Slices and masks appear on the left of an assignment as well as the right. The right-hand side may be a scalar, another array, or a view:

m = np.zeros((3, 3), dtype=np.uint8)
m[0]      = 1            # whole row 0 set to 1
m[:, 2]   = 3            # whole column 2 set to 3
m[1, 1:3] = [7, 8]       # row 1, columns 1 and 2

Boolean masks on the left replace the elements that satisfy the condition:

a = np.arange(9, dtype=np.uint8)
a[a < 3] = 99
# array([99, 99, 99, 3, 4, 5, 6, 7, 8], dtype=uint8)

a = np.arange(9, dtype=np.uint8)
b = np.array(range(9)) + 12
a[b < 15] = b[b < 15]
# array([12, 13, 14, 3, 4, 5, 6, 7, 8], dtype=uint8)

9.6.6. Why slice assignment matters on a camera¶

Slice assignment writes through an array that already exists. No new array is allocated. That is the difference between:

out = a + b              # makes a new array the size of a
out = out * 2            # makes another new array

and:

out[:] = a               # writes into the existing out
out   += b               # in place
out   *= 2               # in place

The first version asks the cam for two fresh arrays worth of RAM; the second version asks for nothing.
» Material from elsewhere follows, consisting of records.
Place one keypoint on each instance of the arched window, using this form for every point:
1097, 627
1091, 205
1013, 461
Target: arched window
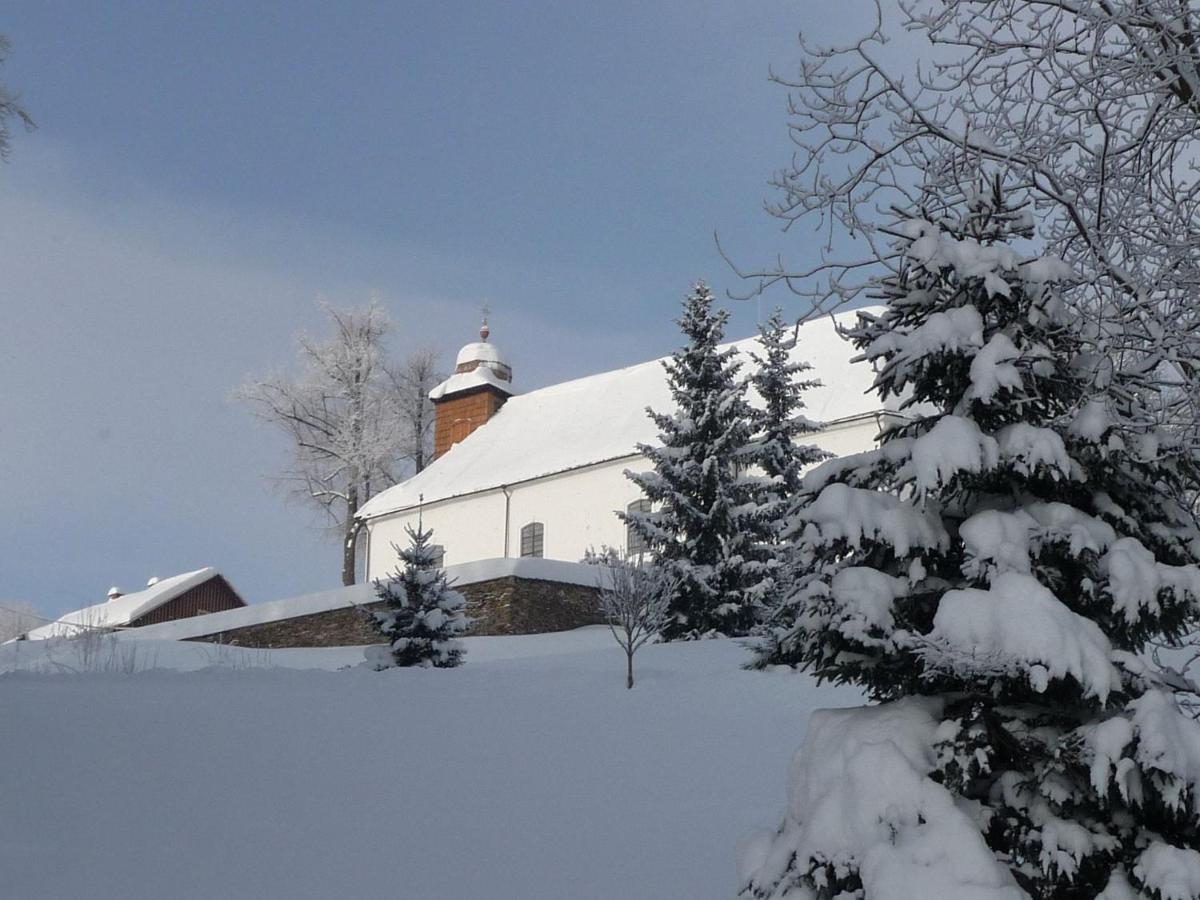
634, 540
533, 539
On a microcontroller with limited RAM that difference is often the difference between a script that runs comfortably and one that runs out of memory.

Performance covers the pattern in detail. The important rule for now is that slice assignment, the in-place arithmetic operators (+=, *=, …), and the out= keyword on universal functions are the three tools that make allocation-free updates possible.